Let's cut to the chase. Having sample code:

const int controlValue = 5;
std::vector<int> vect{ 0, 1, 2, 3 };
const auto result = std::any_of(vect.begin(), vect.end(), [](const int& item)
{
    return item == controlValue;
});

Notice that controlValue variable is not captured by the lambda expression. Additionally, in the cppreference for lambda expressions it is stated that [] - captures nothing

Using VS2015 for compilation of the above code gives an error which is not surprising:

error C3493: 'controlValue' cannot be implicitly captured because no default capture mode has been specified

However, when using MinGW with gcc 4.8.2 same example compiles and works. Some online compilers including gcc 5.4.0, clang 3.8.0 give similar result.

When controlValue loses its const then all tested compilers give the error all expect (that the variable is not captured which is fine).

Which of the compilers is standard compliant in this case? Does this mean that some optimizations or other "hacks" are used for const variables here? Maybe something is captured implicitly? Could anyone explain the situation happening here?

EDIT:

Some pointed out that this question is a duplicate of Lambda capturing constexpr object . While the answer there may be somewhat related (points to the odr-use case) the question there is about an error occurring while capturing by ref.
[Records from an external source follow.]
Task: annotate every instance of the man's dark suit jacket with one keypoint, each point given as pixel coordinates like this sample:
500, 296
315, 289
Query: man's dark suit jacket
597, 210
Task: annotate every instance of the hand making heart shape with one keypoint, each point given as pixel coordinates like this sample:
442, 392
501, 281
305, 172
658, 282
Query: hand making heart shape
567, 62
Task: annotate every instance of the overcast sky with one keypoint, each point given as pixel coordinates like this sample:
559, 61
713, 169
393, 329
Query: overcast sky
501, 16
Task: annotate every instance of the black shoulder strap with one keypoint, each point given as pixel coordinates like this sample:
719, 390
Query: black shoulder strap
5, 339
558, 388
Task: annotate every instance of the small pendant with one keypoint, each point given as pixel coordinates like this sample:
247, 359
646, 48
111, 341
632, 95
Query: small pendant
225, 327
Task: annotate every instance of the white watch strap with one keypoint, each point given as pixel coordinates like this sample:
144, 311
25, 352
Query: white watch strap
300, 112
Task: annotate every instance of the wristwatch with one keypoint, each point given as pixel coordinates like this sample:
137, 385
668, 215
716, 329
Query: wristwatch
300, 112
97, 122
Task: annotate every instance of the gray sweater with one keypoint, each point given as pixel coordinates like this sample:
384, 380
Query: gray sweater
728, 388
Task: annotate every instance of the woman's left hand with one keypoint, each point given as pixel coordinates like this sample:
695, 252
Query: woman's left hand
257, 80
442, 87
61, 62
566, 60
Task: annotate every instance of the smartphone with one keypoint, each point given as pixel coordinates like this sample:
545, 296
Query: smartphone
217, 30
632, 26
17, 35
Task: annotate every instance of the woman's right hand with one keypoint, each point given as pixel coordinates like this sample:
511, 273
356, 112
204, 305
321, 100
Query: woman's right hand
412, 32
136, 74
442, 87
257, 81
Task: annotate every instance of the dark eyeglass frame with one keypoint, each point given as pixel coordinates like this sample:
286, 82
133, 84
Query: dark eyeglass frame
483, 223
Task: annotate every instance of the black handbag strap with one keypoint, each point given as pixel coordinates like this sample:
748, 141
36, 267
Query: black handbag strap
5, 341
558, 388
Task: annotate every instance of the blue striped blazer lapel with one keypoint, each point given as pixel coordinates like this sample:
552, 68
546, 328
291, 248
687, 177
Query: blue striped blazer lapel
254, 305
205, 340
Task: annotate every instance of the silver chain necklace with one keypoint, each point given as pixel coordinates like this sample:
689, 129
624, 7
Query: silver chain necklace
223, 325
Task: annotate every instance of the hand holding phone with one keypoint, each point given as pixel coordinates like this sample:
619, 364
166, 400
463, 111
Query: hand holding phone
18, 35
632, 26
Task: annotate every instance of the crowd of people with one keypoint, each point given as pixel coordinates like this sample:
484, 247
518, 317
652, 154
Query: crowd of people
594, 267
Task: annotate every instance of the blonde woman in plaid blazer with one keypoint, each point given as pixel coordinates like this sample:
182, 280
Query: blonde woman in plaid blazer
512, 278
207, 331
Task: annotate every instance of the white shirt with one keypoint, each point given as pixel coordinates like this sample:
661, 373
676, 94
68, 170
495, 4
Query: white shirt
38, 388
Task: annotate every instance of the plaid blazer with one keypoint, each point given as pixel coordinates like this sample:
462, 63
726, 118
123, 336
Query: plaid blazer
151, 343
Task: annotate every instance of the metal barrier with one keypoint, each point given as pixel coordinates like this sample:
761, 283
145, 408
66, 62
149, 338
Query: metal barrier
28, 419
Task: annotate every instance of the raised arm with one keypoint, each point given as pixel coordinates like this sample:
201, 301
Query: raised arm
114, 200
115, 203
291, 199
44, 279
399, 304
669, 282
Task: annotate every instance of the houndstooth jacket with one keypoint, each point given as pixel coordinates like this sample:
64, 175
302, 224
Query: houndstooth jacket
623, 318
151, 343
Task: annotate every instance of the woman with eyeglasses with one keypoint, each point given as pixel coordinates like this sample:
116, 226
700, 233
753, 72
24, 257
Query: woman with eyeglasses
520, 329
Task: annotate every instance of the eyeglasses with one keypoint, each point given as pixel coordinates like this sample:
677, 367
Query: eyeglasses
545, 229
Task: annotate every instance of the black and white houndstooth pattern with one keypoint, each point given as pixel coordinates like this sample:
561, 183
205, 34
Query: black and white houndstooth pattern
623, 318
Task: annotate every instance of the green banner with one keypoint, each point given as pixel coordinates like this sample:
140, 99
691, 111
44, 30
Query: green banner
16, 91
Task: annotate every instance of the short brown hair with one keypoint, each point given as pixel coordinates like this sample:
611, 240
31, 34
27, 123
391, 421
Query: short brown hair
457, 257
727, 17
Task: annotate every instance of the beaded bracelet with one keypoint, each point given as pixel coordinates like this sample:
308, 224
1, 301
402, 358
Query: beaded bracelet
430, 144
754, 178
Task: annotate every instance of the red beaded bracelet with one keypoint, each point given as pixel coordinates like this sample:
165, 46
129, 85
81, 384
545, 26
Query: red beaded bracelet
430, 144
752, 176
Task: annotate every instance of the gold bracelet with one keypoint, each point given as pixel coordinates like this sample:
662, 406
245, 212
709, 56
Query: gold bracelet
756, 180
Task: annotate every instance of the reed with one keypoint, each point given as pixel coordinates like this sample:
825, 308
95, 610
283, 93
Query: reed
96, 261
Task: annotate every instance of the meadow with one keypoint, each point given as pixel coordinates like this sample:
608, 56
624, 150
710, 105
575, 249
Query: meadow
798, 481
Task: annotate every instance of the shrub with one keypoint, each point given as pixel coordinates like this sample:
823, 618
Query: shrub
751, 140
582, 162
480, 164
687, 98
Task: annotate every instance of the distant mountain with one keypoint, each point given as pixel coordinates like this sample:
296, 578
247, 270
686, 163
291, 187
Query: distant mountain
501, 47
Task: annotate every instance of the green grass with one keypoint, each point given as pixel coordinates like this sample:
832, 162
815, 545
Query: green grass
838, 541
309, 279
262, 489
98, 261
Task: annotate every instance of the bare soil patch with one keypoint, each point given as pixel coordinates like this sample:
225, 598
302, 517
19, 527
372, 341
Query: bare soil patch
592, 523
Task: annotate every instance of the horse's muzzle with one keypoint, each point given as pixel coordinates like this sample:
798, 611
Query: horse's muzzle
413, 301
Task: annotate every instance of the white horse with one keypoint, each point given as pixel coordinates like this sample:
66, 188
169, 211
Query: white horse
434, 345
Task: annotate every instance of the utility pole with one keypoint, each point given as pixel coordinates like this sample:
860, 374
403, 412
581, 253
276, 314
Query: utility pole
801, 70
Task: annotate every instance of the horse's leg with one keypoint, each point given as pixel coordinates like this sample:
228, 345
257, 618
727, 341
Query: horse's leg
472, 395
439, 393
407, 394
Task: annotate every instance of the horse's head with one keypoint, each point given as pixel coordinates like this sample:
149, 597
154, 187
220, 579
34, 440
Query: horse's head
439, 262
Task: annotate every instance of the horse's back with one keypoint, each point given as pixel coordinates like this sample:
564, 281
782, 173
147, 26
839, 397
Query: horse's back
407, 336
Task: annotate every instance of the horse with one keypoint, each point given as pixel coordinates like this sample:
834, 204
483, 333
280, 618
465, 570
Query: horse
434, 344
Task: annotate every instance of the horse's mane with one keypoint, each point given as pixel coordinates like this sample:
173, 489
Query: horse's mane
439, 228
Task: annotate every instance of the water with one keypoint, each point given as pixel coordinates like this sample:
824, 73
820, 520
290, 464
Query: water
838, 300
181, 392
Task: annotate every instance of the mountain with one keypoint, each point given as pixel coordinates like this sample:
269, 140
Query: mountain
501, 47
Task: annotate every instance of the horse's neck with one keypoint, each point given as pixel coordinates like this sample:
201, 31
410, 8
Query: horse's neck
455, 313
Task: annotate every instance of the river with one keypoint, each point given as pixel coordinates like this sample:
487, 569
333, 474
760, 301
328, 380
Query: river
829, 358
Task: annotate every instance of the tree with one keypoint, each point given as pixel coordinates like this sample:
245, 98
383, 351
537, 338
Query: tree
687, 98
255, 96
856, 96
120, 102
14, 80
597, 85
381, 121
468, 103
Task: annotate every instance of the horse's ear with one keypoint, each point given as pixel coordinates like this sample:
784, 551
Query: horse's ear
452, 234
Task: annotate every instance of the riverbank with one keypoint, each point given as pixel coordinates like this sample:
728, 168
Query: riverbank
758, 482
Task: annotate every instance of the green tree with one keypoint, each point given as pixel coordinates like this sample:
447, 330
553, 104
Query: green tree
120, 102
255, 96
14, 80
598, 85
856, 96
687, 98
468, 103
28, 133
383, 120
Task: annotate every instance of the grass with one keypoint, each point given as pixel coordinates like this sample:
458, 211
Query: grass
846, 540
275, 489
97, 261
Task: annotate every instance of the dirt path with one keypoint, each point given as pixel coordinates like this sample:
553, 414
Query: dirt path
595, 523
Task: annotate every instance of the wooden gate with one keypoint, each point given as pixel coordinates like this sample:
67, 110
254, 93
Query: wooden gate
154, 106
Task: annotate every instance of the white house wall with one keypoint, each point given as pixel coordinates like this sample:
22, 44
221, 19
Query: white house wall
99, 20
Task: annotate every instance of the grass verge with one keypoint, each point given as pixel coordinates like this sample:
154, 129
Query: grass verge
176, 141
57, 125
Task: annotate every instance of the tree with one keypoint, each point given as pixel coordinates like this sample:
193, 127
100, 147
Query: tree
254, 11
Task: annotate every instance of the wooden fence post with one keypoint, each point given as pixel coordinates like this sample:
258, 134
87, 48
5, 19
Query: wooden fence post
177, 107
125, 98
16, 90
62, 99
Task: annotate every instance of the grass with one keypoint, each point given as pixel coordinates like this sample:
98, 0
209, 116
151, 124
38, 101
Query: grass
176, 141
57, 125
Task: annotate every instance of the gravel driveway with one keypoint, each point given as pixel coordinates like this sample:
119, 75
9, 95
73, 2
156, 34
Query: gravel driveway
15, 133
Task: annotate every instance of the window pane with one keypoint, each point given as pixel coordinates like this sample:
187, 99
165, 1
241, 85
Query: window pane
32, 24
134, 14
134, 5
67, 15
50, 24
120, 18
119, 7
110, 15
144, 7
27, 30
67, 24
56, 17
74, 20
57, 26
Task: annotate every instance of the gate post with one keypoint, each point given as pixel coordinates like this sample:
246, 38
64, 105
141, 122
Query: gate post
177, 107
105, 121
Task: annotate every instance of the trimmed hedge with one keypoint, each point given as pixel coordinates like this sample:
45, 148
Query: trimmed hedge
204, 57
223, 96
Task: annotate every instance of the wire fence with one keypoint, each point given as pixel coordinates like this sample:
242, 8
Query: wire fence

The topic here is quite different and focuses on not capturing explicitly a variable at all (although using it in the lambda body).

After looking through more lambda related questions, if someone's interested, I'd point to Using lambda captured constexpr value as an array dimension which (same as @Barry stated) suggests VS2015 bug and shows that setting the controlValue variable in the example here to static fixes the compilation under VS2015.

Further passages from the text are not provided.